I’m a C***, Get Me Out Of Here! By Jo Clark

Flash Fiction

Two minutes ago

‘Nothing. Rien. Zero. Nada. Zilch. Nichts. Ing-en-ting. NOTHING. No. Thing,’ the guy in the booth repeats emphatically.

‘Your balance is nothing.’

I wriggle in the plush red armchair. It’s less comfortable than it looks.

‘That can’t be right,’ I say. ‘Can I see the manager?’

The guy in the booth smiles. His eyes infinity-pool blue. The word ‘beatific’ springs to mind.

One minute ago

Blue-Eyes hits a button on the keypad; the Perspex wall of his booth becomes a screen.
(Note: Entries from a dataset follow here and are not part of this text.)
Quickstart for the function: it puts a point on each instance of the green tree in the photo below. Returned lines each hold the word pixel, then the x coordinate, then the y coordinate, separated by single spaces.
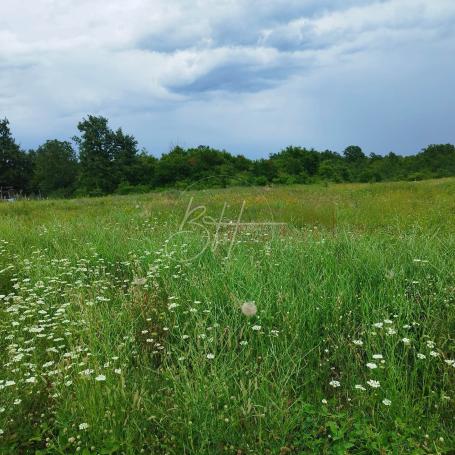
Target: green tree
pixel 15 164
pixel 96 151
pixel 56 167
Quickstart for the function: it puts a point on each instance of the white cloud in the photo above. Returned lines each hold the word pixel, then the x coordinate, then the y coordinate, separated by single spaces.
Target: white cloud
pixel 183 63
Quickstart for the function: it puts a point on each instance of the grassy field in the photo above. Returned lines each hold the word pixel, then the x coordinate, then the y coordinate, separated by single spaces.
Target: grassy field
pixel 122 331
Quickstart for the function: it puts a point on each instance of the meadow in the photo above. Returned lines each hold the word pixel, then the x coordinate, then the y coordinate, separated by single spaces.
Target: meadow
pixel 123 331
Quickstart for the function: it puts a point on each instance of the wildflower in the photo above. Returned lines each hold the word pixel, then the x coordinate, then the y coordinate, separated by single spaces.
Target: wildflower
pixel 374 384
pixel 249 309
pixel 139 281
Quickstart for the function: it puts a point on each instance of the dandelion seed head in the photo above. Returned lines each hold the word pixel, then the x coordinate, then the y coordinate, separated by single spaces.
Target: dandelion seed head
pixel 249 309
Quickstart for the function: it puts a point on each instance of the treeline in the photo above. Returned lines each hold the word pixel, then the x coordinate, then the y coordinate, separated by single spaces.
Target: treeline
pixel 101 161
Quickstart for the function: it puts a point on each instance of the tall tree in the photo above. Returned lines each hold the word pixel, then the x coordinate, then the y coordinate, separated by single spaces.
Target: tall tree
pixel 56 168
pixel 15 164
pixel 96 155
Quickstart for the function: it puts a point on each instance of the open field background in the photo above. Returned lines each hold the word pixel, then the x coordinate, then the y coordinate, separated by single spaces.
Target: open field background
pixel 113 342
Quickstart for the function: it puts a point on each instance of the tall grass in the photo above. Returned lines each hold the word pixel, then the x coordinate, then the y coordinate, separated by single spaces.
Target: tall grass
pixel 113 341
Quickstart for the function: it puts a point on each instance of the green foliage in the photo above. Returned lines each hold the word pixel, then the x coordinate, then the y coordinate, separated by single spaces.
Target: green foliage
pixel 15 164
pixel 108 162
pixel 105 327
pixel 55 169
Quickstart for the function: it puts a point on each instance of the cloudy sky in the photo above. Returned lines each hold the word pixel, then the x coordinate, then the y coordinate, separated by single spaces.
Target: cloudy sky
pixel 250 76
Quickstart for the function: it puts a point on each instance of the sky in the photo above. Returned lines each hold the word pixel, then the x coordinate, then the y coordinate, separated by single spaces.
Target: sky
pixel 248 76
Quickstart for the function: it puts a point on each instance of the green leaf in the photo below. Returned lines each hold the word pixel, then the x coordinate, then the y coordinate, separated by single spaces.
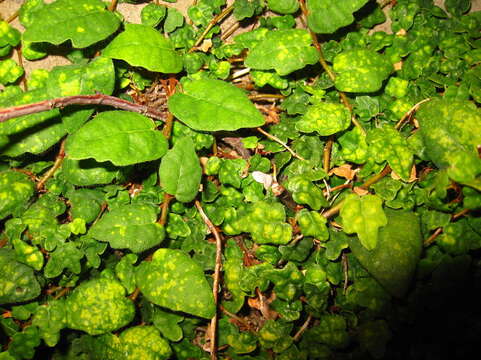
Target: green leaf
pixel 23 343
pixel 142 45
pixel 283 6
pixel 360 70
pixel 50 319
pixel 131 227
pixel 10 71
pixel 212 105
pixel 374 336
pixel 180 171
pixel 284 51
pixel 28 255
pixel 152 14
pixel 173 20
pixel 332 330
pixel 99 306
pixel 312 224
pixel 450 133
pixel 18 282
pixel 96 76
pixel 16 190
pixel 88 172
pixel 84 22
pixel 233 266
pixel 306 192
pixel 325 118
pixel 388 144
pixel 8 35
pixel 121 137
pixel 167 324
pixel 326 16
pixel 397 253
pixel 364 216
pixel 173 280
pixel 353 146
pixel 144 342
pixel 65 256
pixel 125 271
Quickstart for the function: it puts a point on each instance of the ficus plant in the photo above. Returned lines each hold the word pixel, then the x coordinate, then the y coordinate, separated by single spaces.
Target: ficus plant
pixel 294 185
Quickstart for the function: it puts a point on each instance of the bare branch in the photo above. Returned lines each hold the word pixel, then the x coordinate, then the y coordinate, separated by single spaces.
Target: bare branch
pixel 218 265
pixel 98 99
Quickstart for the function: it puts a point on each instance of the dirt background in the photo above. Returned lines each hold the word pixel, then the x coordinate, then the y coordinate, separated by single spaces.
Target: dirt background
pixel 131 13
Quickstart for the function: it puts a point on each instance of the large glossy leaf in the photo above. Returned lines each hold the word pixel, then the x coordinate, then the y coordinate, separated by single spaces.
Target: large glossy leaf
pixel 99 306
pixel 388 144
pixel 120 137
pixel 364 216
pixel 284 51
pixel 360 70
pixel 394 260
pixel 96 76
pixel 131 227
pixel 326 16
pixel 15 190
pixel 173 280
pixel 88 172
pixel 451 136
pixel 180 171
pixel 30 133
pixel 325 118
pixel 84 22
pixel 212 105
pixel 18 282
pixel 142 45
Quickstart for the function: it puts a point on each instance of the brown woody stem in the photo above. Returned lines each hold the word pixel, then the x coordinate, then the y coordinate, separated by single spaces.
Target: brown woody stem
pixel 218 266
pixel 56 165
pixel 59 103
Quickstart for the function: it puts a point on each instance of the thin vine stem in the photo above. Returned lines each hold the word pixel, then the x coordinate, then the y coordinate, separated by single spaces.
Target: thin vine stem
pixel 216 285
pixel 56 165
pixel 406 116
pixel 328 70
pixel 211 24
pixel 113 5
pixel 279 141
pixel 98 99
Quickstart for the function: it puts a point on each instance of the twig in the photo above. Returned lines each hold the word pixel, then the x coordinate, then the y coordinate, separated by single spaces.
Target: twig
pixel 135 294
pixel 230 31
pixel 237 318
pixel 303 328
pixel 23 79
pixel 212 23
pixel 376 178
pixel 98 99
pixel 165 209
pixel 329 71
pixel 112 5
pixel 63 292
pixel 334 210
pixel 56 165
pixel 266 96
pixel 460 214
pixel 406 116
pixel 218 265
pixel 327 154
pixel 433 237
pixel 345 269
pixel 12 17
pixel 279 141
pixel 169 122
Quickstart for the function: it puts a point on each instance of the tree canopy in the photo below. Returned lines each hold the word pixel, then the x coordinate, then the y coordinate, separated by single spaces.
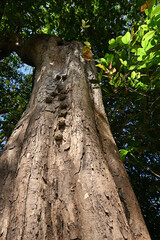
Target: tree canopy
pixel 125 43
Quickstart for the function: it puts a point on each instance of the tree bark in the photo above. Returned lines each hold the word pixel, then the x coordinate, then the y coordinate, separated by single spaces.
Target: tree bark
pixel 61 176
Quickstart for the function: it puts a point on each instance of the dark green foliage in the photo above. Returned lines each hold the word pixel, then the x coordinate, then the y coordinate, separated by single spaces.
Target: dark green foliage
pixel 15 90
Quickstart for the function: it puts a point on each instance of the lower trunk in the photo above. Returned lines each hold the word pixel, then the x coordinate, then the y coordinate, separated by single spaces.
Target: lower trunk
pixel 61 176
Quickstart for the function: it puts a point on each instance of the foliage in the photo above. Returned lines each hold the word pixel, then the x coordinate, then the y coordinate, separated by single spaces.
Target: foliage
pixel 15 89
pixel 131 97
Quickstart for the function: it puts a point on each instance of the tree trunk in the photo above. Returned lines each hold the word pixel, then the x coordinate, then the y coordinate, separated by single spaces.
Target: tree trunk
pixel 61 176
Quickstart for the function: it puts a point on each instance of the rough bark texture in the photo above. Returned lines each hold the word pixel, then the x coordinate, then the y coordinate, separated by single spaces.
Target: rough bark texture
pixel 61 176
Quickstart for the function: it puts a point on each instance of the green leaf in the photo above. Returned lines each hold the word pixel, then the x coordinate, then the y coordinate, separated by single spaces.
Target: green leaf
pixel 132 67
pixel 87 43
pixel 7 81
pixel 148 35
pixel 101 66
pixel 123 62
pixel 126 38
pixel 112 43
pixel 123 153
pixel 133 75
pixel 109 58
pixel 155 11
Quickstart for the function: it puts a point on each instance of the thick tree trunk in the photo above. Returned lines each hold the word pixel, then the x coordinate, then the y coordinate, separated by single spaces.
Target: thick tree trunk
pixel 61 176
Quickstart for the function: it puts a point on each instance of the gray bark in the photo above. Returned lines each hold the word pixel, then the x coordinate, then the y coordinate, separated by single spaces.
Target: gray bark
pixel 61 176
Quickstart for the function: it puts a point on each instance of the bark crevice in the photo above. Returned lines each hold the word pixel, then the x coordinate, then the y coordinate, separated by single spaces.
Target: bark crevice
pixel 68 170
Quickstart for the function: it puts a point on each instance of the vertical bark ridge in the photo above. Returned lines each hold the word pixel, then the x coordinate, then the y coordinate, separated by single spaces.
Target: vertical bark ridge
pixel 63 188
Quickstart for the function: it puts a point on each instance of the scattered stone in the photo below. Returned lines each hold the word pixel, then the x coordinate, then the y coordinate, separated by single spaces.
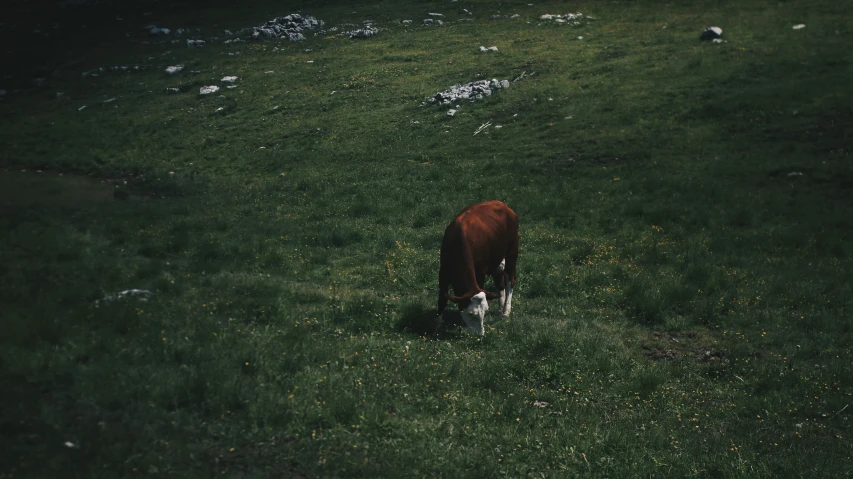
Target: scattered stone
pixel 155 30
pixel 711 33
pixel 116 68
pixel 288 27
pixel 368 31
pixel 573 19
pixel 140 294
pixel 469 91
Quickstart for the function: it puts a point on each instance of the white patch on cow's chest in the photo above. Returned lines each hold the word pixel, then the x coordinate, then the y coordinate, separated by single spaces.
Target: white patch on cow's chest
pixel 475 313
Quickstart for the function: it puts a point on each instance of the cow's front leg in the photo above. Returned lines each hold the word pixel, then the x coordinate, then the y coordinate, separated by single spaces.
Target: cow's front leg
pixel 507 308
pixel 475 313
pixel 475 324
pixel 500 280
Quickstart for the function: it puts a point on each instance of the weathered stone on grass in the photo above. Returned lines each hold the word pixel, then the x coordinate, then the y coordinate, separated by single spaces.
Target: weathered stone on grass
pixel 573 19
pixel 711 33
pixel 139 294
pixel 469 91
pixel 157 31
pixel 289 27
pixel 115 68
pixel 367 31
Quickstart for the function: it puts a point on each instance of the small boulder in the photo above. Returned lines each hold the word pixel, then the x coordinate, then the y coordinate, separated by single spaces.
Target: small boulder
pixel 711 33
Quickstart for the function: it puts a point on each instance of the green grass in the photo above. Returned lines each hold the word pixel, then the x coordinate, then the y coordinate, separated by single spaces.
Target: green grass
pixel 683 299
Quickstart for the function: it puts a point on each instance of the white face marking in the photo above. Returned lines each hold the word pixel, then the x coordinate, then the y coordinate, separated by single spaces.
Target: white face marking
pixel 475 313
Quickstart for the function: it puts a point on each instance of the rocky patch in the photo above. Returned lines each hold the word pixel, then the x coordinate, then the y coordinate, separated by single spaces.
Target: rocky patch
pixel 469 91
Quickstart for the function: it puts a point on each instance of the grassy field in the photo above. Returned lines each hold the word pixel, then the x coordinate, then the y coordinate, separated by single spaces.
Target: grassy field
pixel 685 288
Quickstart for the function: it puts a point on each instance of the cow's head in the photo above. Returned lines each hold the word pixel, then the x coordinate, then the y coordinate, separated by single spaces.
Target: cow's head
pixel 475 310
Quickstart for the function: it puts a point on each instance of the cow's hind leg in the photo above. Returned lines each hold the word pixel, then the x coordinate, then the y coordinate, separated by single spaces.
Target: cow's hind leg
pixel 500 280
pixel 507 307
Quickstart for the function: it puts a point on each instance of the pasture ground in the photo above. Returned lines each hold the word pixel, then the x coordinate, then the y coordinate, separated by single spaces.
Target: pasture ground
pixel 684 297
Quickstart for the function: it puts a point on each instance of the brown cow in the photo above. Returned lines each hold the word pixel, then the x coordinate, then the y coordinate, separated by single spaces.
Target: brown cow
pixel 481 240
I watch a large white cat with marmalade tabby markings perform a languid 180°, lingering to display its ham cheerio a fraction too long before turning to face the camera with a savage, demonstrative hiss. Finally, it yawns, sits with one back leg splayed in the air, and begins to lap noisily at its arsehole.

Twenty? minutes ago

The woman ahead of me: been in the wars – smashed nose, side of her head stove in, and that right leg, oof: not a promising angle. Should get that seen to. While there’s still an NHS.

Hang on – her uniform’s familiar. Reminds me of the pilot who flew me out. She sees me staring, nods. Looks almost apologetic. When Blue-Eyes gives her the thumbs-up, she goes through the massive reinforced-steel security door to an ordinary-looking family sitting room.

And that’s when the penny drops. This isn’t good. This is really, really Not Good.

An hour? ago

I’ve never been treated so badly. This place is worse than the refugee detention centre I opened the other month. The queue, for a start. Complete shambles. No VIP lane, either. [Note to self: blacklist this whole outfit from government contracts when I get out].

It’s vast in here. Hangar-like. I can’t see the back wall, or the sides, or the ceiling. Just the floor: trendy polished concrete. Smooth, colourless, pointless. Unfurnished except for the armchair in front of the booth. The chair I’m in.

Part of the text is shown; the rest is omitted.